La realidad es que las democracias occidentales, suelen subestimar la intención estratégica de los narcoterroristas, porque si bien sus operaciones se manifiestan como actividades delictivas (contrabando, extorsión, asesinatos), sus objetivos estructurales suelen implicar la captura del Estado, la subversión de las instituciones democráticas y el control territorial.

En América Latina, la guerra con drones, los narcosubmarinos y la adquisición de sistemas de armas a través de la red profunda, ponen de manifiesto un salto cualitativo.

Para mitigar estos riesgos, es crucial fortalecer la transparencia institucional, reforzar la protección de los denunciantes y garantizar una supervisión judicial independiente.

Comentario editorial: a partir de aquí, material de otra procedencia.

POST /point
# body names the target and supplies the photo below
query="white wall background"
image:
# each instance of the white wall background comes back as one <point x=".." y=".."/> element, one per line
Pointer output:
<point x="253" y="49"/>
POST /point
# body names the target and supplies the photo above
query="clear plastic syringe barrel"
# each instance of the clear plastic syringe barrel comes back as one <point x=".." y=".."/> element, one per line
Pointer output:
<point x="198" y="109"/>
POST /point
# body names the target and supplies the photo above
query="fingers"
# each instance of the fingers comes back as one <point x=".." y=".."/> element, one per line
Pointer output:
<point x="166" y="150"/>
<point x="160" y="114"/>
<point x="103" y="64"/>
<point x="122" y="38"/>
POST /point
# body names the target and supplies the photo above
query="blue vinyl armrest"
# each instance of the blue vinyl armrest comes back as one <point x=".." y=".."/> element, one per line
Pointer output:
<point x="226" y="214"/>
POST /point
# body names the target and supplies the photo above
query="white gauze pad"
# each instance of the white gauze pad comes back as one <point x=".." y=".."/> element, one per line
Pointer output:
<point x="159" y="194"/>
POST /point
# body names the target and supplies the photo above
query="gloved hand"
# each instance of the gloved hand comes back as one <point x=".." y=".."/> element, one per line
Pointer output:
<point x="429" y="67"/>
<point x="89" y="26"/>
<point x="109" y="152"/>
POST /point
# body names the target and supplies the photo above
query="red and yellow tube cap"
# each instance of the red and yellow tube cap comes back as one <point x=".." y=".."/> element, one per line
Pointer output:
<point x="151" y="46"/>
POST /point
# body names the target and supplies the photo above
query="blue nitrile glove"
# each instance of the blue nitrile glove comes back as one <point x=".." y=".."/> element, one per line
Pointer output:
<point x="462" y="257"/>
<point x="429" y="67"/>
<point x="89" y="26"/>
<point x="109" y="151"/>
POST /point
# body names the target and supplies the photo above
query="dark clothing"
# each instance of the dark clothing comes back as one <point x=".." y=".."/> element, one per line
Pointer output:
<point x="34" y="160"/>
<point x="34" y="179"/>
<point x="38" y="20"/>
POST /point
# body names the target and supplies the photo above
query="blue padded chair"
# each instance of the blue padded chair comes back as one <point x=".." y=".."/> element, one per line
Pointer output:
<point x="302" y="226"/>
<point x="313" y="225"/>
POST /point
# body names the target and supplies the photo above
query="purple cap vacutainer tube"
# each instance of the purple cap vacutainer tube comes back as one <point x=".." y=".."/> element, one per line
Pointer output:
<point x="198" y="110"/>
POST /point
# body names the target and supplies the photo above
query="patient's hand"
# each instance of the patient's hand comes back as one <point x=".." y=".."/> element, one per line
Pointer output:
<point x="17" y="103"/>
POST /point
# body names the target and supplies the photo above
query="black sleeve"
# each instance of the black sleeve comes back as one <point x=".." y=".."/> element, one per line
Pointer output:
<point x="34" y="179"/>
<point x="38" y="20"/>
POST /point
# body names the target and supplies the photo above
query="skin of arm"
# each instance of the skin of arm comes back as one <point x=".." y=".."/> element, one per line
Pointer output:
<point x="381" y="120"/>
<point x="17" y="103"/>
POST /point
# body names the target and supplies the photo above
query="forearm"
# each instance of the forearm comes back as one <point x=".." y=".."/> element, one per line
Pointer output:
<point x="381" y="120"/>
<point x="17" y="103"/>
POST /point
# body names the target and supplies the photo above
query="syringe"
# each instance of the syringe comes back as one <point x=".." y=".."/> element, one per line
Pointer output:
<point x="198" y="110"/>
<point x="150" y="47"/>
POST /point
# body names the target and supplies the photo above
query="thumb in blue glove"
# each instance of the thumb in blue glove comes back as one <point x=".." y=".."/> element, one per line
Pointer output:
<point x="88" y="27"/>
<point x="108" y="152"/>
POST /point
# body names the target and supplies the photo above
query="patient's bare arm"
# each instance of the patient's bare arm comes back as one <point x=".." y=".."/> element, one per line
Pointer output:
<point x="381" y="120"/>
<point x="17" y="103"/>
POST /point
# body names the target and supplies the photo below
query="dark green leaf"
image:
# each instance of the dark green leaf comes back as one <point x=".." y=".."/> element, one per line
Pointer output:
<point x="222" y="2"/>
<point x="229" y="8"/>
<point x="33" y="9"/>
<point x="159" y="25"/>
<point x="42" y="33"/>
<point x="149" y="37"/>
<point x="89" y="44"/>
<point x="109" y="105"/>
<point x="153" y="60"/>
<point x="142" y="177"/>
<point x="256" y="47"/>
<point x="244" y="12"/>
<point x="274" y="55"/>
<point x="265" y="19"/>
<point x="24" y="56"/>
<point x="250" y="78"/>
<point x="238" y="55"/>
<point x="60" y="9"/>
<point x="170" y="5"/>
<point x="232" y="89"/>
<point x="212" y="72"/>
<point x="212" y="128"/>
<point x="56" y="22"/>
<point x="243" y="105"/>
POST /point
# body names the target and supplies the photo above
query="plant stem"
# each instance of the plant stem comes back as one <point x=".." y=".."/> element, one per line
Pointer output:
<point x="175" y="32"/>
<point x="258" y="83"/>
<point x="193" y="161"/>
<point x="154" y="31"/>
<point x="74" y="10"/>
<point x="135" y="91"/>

Además, debe priorizarse una mayor cooperación interinstitucional entre aduanas, fuerzas del orden y servicios de inteligencia para detectar y prevenir la explotación en las fronteras y dentro de los sistemas administrativos.

El narcoterrorismo no es solo un problema de aplicación de la ley, sino un vector para la guerra híbrida, por lo que la respuesta debe reflejar esta complejidad integrando operaciones militares conjuntas, diplomáticas, de inteligencia, policiales y cibernéticas en una estrategia unificada de disuasión.

Comprender estas relaciones interrelacionadas es fundamental para desmantelar las fuentes de sustento financiero, logístico e informativo del narcoterrorismo.